ResNets, like the models below, come in a number of complexities such as resnet18, resnet34, and resnet50. Each of these models is trained to accept identical input and produce identical output, but the higher the number following the name, the more parameters there are internally. (For example, resnet18 has 11,689,512 parameters while resnet34 has 21,797,672 parameters.) More parameters means that the internal representations employed by the model can be more complex, theoretically allowing it to solve more difficult problems.
ResNets can be loaded using the torch.hub interface.
import torch
import torchvision
resnet = torch.hub.load(
'pytorch/vision:v0.13.0', 'resnet18',
weights='IMAGENET1K_V1')
ResNets are image classification CNNs much like the CNNs we created in the previous section but quite a bit more complex. They take, as input, a tensor whose dimensions are (N, 3, H, W) where N is the batch size; 3 is for the red, green, and blue image channels; H is the image height; and W is the image width. (H and W are pixel counts.) As output, they produce a bank of channels, each corresponding to a particular image category. Pretrained ResNets from PyTorch use the set of 1000 categories defined by the ImageNet dataset. We can find the predicted category by finding the index of the maximum value in tensor.
output = resnet(image)
torch.argmax(output[0])
If you download the ImageNet dataset and look at its category list, you will find that category 463 corresponds to “bucket, pail” which is clearly not what our image represents. This shouldn’t be surprising, however—this painting is unlike anything that is included in ImageNet and is just intended to show how the model works. If one wanted to use a ResNet in a model that predicted a different number of output categories, one could easily map the 1000 outputs of the resnet to a different number of outputs using a torch.nn.Linear. For example, the following model uses a ResNet to categorize a 3-channel image into one of only 3 categories.
import torch
class ResNet3Categories(torch.nn.Module):
def __init__(self, resnet='resnet18', weights='IMAGENET1K_V1'):
self.resnet = torch.hub.load(
'pytorch/vision:v0.13.0', resnet,
weights=weights)
self.reduce_outputs = torch.nn.Linear(1000, 3)
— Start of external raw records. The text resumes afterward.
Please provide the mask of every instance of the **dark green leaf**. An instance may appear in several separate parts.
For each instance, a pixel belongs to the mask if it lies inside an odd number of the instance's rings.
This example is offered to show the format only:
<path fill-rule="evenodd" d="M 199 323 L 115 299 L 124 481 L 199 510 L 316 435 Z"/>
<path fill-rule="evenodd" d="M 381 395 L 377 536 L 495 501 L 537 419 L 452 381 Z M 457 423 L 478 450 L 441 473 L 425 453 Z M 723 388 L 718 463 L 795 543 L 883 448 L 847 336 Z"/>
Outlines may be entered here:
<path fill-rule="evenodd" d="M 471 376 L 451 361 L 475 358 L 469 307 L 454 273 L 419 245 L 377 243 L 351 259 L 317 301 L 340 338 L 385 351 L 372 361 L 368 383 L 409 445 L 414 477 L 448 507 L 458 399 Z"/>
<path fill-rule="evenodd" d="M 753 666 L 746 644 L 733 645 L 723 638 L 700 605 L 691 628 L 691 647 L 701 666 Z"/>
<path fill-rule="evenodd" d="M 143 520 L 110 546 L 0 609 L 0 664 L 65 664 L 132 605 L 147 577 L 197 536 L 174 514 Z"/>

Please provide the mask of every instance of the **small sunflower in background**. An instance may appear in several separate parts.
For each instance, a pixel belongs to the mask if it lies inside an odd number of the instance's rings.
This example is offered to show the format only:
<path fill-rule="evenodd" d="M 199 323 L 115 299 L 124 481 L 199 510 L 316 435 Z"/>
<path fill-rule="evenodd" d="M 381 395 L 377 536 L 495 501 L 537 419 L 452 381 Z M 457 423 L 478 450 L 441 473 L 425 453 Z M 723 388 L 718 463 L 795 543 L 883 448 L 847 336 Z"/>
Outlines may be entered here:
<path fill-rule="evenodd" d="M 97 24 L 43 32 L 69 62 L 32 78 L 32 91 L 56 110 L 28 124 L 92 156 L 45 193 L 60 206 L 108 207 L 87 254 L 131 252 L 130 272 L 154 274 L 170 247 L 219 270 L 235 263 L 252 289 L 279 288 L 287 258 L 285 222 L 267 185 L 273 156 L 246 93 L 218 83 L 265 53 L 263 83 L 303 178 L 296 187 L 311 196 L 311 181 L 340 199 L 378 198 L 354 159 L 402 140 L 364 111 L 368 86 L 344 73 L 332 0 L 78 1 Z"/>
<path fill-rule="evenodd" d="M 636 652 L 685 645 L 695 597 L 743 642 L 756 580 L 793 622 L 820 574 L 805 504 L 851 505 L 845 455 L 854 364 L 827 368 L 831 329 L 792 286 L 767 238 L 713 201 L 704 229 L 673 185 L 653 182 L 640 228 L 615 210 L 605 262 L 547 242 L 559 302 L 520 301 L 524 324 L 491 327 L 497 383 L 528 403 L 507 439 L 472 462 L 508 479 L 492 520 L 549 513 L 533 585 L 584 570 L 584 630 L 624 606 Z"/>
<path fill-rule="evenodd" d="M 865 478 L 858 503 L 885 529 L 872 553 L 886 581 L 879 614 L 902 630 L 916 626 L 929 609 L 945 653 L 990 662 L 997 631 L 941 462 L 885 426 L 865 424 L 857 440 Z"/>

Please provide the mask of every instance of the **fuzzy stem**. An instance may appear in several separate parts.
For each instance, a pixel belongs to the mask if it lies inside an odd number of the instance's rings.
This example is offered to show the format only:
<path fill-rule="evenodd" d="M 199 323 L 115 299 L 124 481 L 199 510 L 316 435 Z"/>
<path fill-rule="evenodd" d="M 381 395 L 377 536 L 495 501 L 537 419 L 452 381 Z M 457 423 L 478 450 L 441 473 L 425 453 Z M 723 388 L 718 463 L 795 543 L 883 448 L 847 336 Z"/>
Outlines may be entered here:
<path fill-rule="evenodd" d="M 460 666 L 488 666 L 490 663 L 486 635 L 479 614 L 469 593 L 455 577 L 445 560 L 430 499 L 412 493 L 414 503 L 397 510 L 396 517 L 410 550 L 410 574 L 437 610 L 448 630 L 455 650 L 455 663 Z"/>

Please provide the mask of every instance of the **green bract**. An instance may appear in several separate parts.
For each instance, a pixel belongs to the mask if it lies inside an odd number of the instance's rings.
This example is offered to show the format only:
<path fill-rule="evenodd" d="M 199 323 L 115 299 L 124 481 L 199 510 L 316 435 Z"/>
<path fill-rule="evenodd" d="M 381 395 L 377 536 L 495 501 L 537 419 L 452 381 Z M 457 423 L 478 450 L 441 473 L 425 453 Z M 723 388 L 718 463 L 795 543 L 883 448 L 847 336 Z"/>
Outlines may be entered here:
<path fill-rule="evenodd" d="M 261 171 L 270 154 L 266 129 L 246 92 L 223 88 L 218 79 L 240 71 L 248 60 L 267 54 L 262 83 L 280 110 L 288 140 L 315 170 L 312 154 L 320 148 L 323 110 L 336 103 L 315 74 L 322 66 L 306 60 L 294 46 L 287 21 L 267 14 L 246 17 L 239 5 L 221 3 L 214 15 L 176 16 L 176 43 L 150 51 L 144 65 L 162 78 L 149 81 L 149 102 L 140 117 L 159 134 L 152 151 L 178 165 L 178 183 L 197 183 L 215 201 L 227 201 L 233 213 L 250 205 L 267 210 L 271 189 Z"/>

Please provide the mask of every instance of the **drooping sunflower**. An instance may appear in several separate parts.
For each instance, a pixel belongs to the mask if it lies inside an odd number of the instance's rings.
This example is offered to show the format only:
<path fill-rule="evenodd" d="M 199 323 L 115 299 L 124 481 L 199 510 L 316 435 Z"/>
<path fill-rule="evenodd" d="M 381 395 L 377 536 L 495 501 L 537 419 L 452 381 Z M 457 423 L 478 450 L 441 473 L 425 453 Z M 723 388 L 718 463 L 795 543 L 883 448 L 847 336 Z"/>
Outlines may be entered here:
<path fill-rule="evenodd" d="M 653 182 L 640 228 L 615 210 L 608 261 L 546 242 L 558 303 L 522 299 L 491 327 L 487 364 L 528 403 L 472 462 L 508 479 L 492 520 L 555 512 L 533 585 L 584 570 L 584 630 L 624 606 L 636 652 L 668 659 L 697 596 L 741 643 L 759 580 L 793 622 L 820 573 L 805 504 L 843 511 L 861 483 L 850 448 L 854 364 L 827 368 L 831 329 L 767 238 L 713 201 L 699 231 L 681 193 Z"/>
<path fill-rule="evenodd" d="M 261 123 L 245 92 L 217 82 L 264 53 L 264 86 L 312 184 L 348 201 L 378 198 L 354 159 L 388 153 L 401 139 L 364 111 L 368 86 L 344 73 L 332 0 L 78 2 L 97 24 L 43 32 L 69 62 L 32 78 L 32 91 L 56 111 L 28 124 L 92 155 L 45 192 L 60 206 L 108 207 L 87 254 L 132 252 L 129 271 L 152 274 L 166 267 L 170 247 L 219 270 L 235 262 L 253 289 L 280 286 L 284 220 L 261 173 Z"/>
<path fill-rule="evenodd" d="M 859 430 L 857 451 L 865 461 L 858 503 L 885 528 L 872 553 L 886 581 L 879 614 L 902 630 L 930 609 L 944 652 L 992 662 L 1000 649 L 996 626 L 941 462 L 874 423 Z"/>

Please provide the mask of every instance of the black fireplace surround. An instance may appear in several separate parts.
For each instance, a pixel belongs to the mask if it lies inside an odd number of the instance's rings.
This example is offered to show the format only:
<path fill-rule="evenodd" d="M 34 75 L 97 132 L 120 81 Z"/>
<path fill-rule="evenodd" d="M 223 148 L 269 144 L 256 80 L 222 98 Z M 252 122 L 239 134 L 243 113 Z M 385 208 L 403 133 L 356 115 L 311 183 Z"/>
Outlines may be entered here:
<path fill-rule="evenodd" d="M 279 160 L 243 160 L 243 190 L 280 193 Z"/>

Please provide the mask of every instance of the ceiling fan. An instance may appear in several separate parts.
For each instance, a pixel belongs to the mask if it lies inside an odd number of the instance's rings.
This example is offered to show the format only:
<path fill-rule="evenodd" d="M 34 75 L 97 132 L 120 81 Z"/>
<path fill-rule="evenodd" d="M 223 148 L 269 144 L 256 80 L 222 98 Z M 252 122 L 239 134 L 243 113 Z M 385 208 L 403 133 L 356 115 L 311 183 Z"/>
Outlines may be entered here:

def forward(self, inputs):
out = self.resnet(inputs)
out = self.reduce_outputs(out)
return out
DenseNet: A Variant of ResNet#
DenseNet is a model that is similar to ResNet but with fewer parameters. Internally, a DenseNet121 contains 7,978,856 parameters, substantially fewer than the simplest ResNet (ResNet18). However, DenseNet has substantially more complex reuse of its hidden (internal) features, and this can sometimes result in longer training times.
model = torch.hub.load(
'pytorch/vision:v0.13.0', 'densenet121',
weights='IMAGENET1K_V1')
output = model(image)
torch.argmax(output[0])
Notice that DenseNet predicts the same “bucket, pail” category that ResNet predicts! Both models are high-performing models that were trained on the same dataset in this case, so this shouldn’t be all that surprising either. Both models are likely to have similar interpretations of images and biases.
Segmentation Networks#
All of the models described above are models that perform classification—that is, determining the class or category that is represented in an image. Segmentation networks determine which pixels in an image are part of a particular object. Segmentation networks are extremely useful in a variety of image-based disciplines such as MRI and astronomy, where, for example, figuring out which parts of an image belong to a particular anatomical structure can be very time-consuming.
One common segmentation CNN is a U-Net. Unfortunately there are no official releases of U-Nets on torch.hub as of when this lesson was written. The original paper can be found at DOI: 10.48550/arXiv.1505.04597, and numerous implementations can be found online, but these have not necessarily been vetted by anyone.